Check this out - the most amazing view of Toronto you'll ever see. My gosh I was so skeptical about going up to the CN Tower. It was going to cost more than $40 each to get up there, and for what? A pretty view of the city? My thinking was, half of the iconic skyline of Toronto was the CN Tower, so looking at the skyline from the CN Tower kind of defeated the purpose, right? That's a lot of money to spend on a higher view of a city.
The thought crossed our mind to have lunch up there. Above the observation deck was a revolving restaurant that offered a bunch of different meal options, with a minimum spend (at least $55) if you wanted free entry to the observation deck. Weighing up the options, we decided to do that - spending an extra $15 to get a 2 course meal can't be that bad right?
Oh that was such a good decision!
We booked it and headed to the foot of the tower, where we found 2 distinct lines - a crazy long one for people buying their tickets and heading up to the observation deck, and a completely empty red carpet directing people to reception for bookings for the restaurant. That was our cue! We followed the red carpet to a desk where a couple of smiling ladies took our coats and directed us towards our very own private elevator. Meeting us there was a lovely guide who ushered us into the elevator and, as we ascended up the tower, pointed to the main attractions through the transparent walls of the shaft. As we got to the top, the doors opened to a group of smiling waiters and a wide open view that was to die for! Our waiter took us to our table and explained that the restaurant was, in fact, moving, and over the course of the next 72 minutes, or view will have revolved around the entirety of the the Toronto area. Gobsmacked, and completely grateful that we had booked for the ONLY clear, blue skied day in Toronto, we sat in awe of the ever-changing view in front of us.
The menu was huge, and the wine lists were extensive - all beautifully presented in thick wooden folders that made you feel like royalty. They brought out a bread basket and some of the most beautifully prepared meals you'll ever see. Dessert was incredible in itself - I had the lava cake and it was so decadent and rich, and just oh so delicious! There was nothing that was disappointing about this meal.
Following our meal, and our 72 minute round, we ventured down to the observation deck which, after spending a heap of time up in the clouds in the restaurant, was only almost as beautiful as the view we had earlier. There were no regrets with our decision to go to the restaurant, none at all! Toronto is beautiful from the ground, but infinitely more beautiful from the sky!
I'd heard, and read, and listened to people talk about the underground PATH of Toronto. We wanted to find it, but we just... couldn't? We couldn't find it! So while we were wandering aimlessly, we asked someone who knew where they were, and immediately there we like "Right there!" and low and behold, a sign stating 'PATH' was right above a doorway leading below the city. Who knew, right?
Let me tell you something: It's 30km long and is the world's LARGEST underground retail complex. Ridiculous, right?!

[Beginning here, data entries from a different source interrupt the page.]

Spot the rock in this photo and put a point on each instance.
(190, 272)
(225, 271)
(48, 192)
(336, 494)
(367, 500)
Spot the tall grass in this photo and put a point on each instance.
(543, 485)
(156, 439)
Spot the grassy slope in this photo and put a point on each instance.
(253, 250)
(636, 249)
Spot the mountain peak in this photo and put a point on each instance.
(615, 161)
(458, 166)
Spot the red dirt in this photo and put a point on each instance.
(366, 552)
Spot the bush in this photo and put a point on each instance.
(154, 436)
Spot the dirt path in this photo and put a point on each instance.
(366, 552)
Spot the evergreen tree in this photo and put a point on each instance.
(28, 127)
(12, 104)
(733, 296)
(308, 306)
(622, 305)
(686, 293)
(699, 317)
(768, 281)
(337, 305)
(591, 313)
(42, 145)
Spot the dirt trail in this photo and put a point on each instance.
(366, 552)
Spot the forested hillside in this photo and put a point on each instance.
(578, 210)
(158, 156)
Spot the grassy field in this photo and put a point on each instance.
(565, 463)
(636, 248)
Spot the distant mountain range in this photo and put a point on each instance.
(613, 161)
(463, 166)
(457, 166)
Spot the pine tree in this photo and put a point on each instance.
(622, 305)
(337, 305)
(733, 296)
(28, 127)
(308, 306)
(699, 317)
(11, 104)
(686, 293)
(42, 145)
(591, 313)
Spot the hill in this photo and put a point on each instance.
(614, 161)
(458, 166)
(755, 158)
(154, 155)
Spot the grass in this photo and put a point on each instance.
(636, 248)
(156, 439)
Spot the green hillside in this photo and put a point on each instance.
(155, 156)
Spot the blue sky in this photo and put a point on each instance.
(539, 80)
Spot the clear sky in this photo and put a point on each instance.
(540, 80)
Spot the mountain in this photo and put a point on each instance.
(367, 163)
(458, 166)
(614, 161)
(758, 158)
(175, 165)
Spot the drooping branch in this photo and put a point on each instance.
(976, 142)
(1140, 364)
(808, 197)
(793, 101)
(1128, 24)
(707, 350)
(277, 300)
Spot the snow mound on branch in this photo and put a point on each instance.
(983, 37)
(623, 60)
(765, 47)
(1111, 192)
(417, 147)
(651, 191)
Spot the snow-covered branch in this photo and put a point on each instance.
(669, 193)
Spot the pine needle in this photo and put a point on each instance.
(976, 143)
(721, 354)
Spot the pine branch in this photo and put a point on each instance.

So we ventured down the stairs and were awe-struck with what we found - a huge underpass, with no buses or trams or road crossings or anything! Just people and shops. It was amazing. We quickly started to worry, though, how you'd know where you were going. Being underground throws your sense of direction completely off, because of course your memory relies on landmarks, and underground you can't just take a left here towards the tall rose gold building, or look up into the sky and find the CN Tower and head towards that.
We found a map on a nearby wall, and we astonished with what we found. The map offered an above ground and below ground map, showing where you were in both locations. BUT, it had a compass, with P (red) for south, A (orange) for west, T (blue) for north, H (yellow) for east. These colours and appropriately coloured arrows scattered the pathway, hovering above several of the corridors and junctions so you always knew which direction you were going. It was possibly one of the coolest things we did in Toronto.